Patinetes elétricos da JET: 1,5 mil veículos na capital

Enquanto trata a ciclovia como algo não prioritário, Damião apresentou, em 18 de março de 2026, a nova operação de patinetes elétricos da JET em Belo Horizonte, com 1.500 equipamentos disponibilizados para o usuário.

A operação tem tarifas a partir de R$ 0,49 por minuto, e os veículos circulam em vias regulamentadas, as ciclovias, com velocidade máxima de 40 km/h, excluindo grandes avenidas por questões de segurança.

A Prefeitura destaca que não desembolsa recursos para a compra dos patinetes, apenas concede a permissão de operação e recebe remuneração pela exploração pública. Damião justifica a iniciativa dizendo que os patinetes são um modo rápido de curta distância, complementar a ônibus, carros e motos, e que “não é para competir com ônibus, moto ou carro”.

Contradição na política de mobilidade

A contradição aparece nítida quando se compara o tratamento rígido à ciclovia com a aposta em patinetes motorizados em uma mesma região de alto fluxo. Enquanto a ciclovia é vista como “inviável” por aumentar o complexo de trânsito, a PBH abre espaço para veículos elétricos compartilhados, mesmo com o Ministério Público de Minas Gerais já abrindo procedimento administrativo preventivo para fiscalizar segurança e uso do espaço público.

Ainda que patinetes possam ajudar em deslocamentos curtos, especialistas apontam que a ciclovia na Afonso Pena teria papel de estrutura fixa de mobilidade ativa, importante para entregadores, ciclistas tradicionais e para integrar a rede cicloviária de BH, algo que as empresas de patinetes não substituem. A política oficial, em tese, defende prioridade a pedestres e modos não motorizados, mas, na prática, a via central da capital hoje vê ciclovia paralisada e patinetes liberados, sob a mesma gestão.

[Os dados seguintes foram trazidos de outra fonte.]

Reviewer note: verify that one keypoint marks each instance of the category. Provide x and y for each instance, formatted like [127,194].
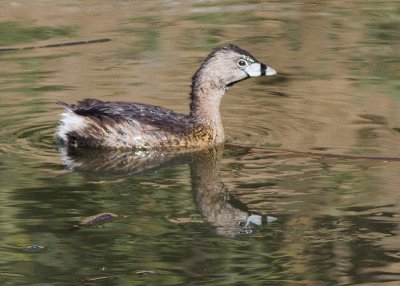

Manda quem pode, usa quem tem

Para o prefeito, a questão não é tanto de segurança ou de custo, mas de escolha política: a ciclovia na Afonso Pena não interessa, mas a presença de patinetes sim, mesmo que ambos façam parte do debate sobre ruas mais seguras e menos dependentes do carro. Enquanto isso, comerciantes, ciclistas e motoristas continuam divididos, mas o que não muda é o cenário: a ciclovia congelada e os patinetes circulando, lado a lado, na mesma avenida.

Para o Lado Beaga, a pergunta fica: se a cidade está pronta para receber patinetes elétricos, por que não admitir que também está pronta para um trecho de ciclovia que estava planejado, debatido e orçado pela própria Prefeitura? Até onde a “não é interesse da PBH” é argumento técnico ou recado político sobre o que a cidade quer, de verdade, para andar pelas suas ruas?